Apologies for infrequent updates of late.  Below is the latest on Uniqarta—lot’s going on!

NSF Grant

The NSF project I had previously written about is under way. I have been pleasantly surprised by the support and resources NSF is providing beyond the grant money. They are providing training and experienced advisors to help develop the commercialization plan we will need for our Phase 2 proposal. (A Phase 2 grant can bring us as much as $750K.) They have also connected us into an industry network where we can explore collaboration and investment with a variety of established companies. I’ll be spending a lot of time on this over the next five months as we push for a February Phase 2 proposal submission.

Flexible Hybrid Electronics Manufacturing Innovation Institute

I had previously written about this institute we are participating in. The U.S. government is providing $75 million dollars over five years for an advanced manufacturing institute that will bridge the gap between applied research and large-scale product manufacturing. Last week the Department of Defense awarded the FlexTech
Alliance
a $75M/5-year agreement to establish and manage this Institute. Uniqarta has been a core
participant on the FlexTech proposal team and will be a member of the Institute. The team is quite large with over 100 companies, universities and
other entities but Uniqarta is uniquely positioned with our ultra-thin chip
assembly technology. We expect to start participating in this Institute’s projects this fall.

Consumer Product Packaging

We continue to get strong interest to our concept of low-cost, invisible connectivity integrated within product packaging.  We are working with a few packaging companies to creating prototypes with which to engage brand owners although I admit this is moving more slowly than I’d like.  This seems to be a market that is slow to embrace change and developing it will take longer than I expected.
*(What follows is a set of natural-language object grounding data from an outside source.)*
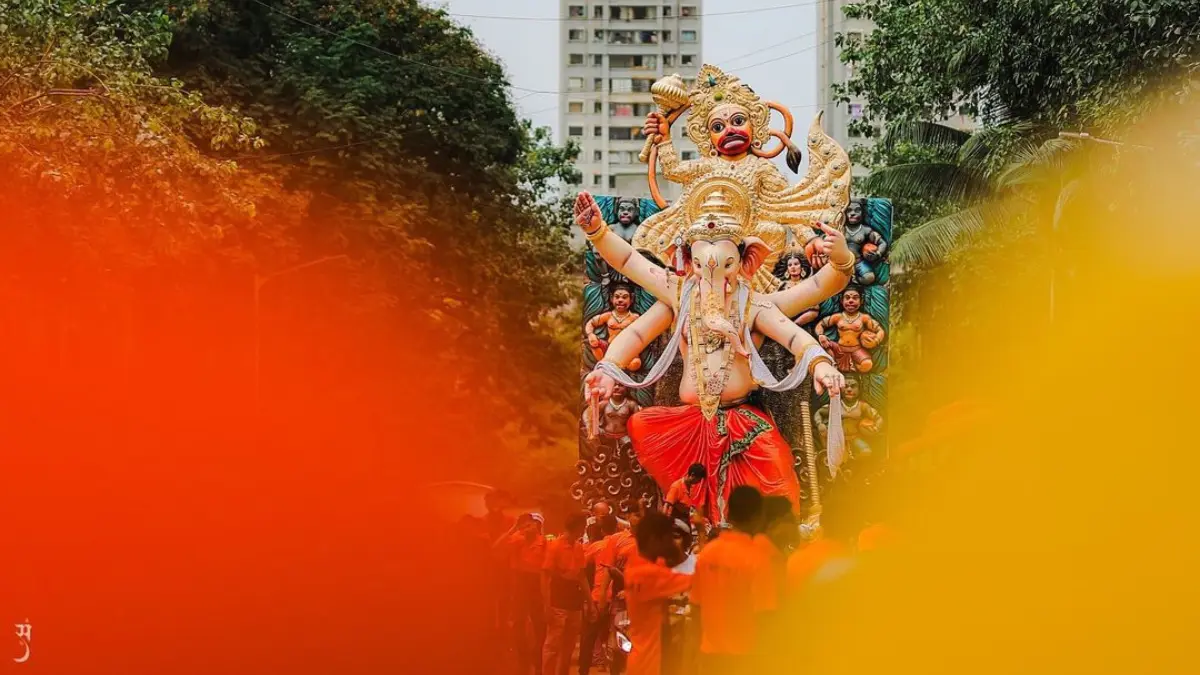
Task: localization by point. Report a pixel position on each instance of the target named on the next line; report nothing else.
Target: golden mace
(671, 97)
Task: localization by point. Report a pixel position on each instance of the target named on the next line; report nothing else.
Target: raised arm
(621, 255)
(627, 346)
(827, 282)
(673, 169)
(772, 323)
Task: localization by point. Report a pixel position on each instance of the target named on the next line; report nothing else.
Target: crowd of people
(665, 591)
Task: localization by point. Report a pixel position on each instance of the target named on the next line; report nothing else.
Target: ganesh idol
(718, 320)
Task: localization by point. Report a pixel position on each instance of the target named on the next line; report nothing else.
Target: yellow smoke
(1050, 520)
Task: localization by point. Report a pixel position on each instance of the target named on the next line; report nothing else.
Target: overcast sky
(531, 51)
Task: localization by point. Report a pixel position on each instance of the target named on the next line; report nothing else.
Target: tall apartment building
(612, 52)
(833, 71)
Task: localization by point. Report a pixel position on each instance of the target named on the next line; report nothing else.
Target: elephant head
(719, 257)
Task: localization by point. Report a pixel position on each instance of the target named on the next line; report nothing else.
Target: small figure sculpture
(797, 270)
(619, 318)
(858, 419)
(869, 246)
(628, 217)
(857, 332)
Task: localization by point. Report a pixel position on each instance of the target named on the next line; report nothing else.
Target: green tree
(1097, 64)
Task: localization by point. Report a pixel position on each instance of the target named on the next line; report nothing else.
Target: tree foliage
(1090, 63)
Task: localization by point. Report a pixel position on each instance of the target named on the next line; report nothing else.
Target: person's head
(497, 500)
(600, 508)
(655, 538)
(576, 523)
(780, 521)
(852, 299)
(745, 508)
(850, 392)
(609, 525)
(855, 211)
(797, 267)
(622, 297)
(627, 210)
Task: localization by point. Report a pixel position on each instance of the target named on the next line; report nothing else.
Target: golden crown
(715, 88)
(718, 210)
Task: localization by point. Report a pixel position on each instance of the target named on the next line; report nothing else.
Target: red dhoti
(739, 446)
Nevertheless, we have some promising things in the works that I will write about more fully once they get under way.

Licensing

One of the RFID incumbents with whom we have been talking since our start two years ago, has identified a number of market opportunities for ultra-thin, flexible inlays. We are launching a prototyping project that will provide them with ultra-thin NFC inlays with which to sample their customers. If that goes well they will look to license our first-generation technology sometime next year.

Technology Development

We have started work—six months earlier than planned—on our second generation technology development. A key member of my co-founder’s

North Dakota State University team became available this summer to work on this. We’ve been able to re-establish the feasibility demonstration that the NDSU team had previosuly accomplished and are moving ahead to establish our own capability outside the university for process optimization and automation.
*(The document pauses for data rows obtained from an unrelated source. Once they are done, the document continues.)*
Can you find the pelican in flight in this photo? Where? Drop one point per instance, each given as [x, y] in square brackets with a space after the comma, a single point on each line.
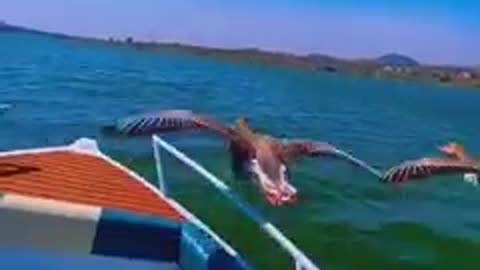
[262, 155]
[457, 161]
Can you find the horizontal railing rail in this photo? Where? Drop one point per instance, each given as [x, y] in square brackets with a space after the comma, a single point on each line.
[302, 262]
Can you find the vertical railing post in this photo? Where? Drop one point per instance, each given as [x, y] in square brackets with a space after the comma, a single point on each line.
[158, 166]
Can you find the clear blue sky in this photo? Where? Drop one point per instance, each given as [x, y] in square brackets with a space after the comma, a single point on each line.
[432, 31]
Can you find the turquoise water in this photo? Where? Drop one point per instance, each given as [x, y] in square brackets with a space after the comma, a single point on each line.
[345, 219]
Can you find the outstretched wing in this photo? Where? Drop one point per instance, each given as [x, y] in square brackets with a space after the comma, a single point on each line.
[292, 150]
[167, 121]
[422, 168]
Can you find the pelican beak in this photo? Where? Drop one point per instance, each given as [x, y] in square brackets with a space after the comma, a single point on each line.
[471, 178]
[277, 192]
[447, 150]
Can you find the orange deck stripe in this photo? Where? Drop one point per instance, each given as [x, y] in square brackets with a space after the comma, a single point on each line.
[79, 178]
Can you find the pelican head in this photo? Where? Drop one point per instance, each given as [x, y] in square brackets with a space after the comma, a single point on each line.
[453, 150]
[272, 176]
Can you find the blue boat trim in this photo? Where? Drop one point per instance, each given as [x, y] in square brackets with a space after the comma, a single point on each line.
[131, 235]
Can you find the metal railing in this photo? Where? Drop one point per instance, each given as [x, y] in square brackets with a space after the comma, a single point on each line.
[302, 262]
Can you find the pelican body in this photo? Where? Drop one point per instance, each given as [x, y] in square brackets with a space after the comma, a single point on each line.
[457, 161]
[264, 156]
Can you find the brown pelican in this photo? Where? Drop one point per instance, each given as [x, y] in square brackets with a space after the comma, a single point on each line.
[456, 162]
[262, 155]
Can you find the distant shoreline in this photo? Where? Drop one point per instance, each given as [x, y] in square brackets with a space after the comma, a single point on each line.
[391, 66]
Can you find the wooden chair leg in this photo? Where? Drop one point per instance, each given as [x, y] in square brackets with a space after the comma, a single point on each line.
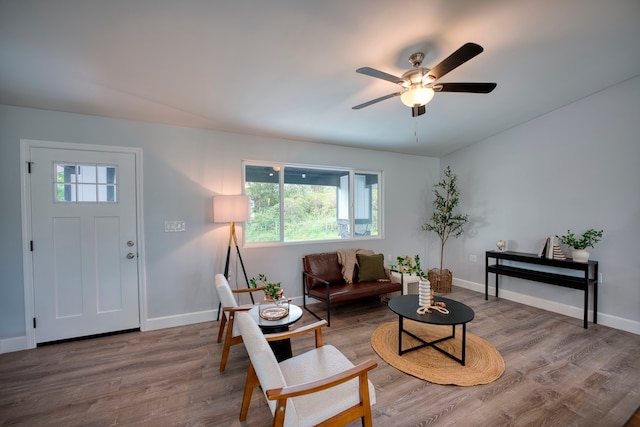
[251, 383]
[365, 400]
[228, 342]
[223, 322]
It is starting to be clear that a lot of our funding is likely to come from sources other than financial institutions. We have had good luck winning government grants and have some promising funding opportunities with a few establish companies (”strategics”). It remains to be seen to what extent we can depend on these funding sources but for now that is where my fundraising efforts are focused. That’s all for now.  I’ll push to update this blog more frequently going forward!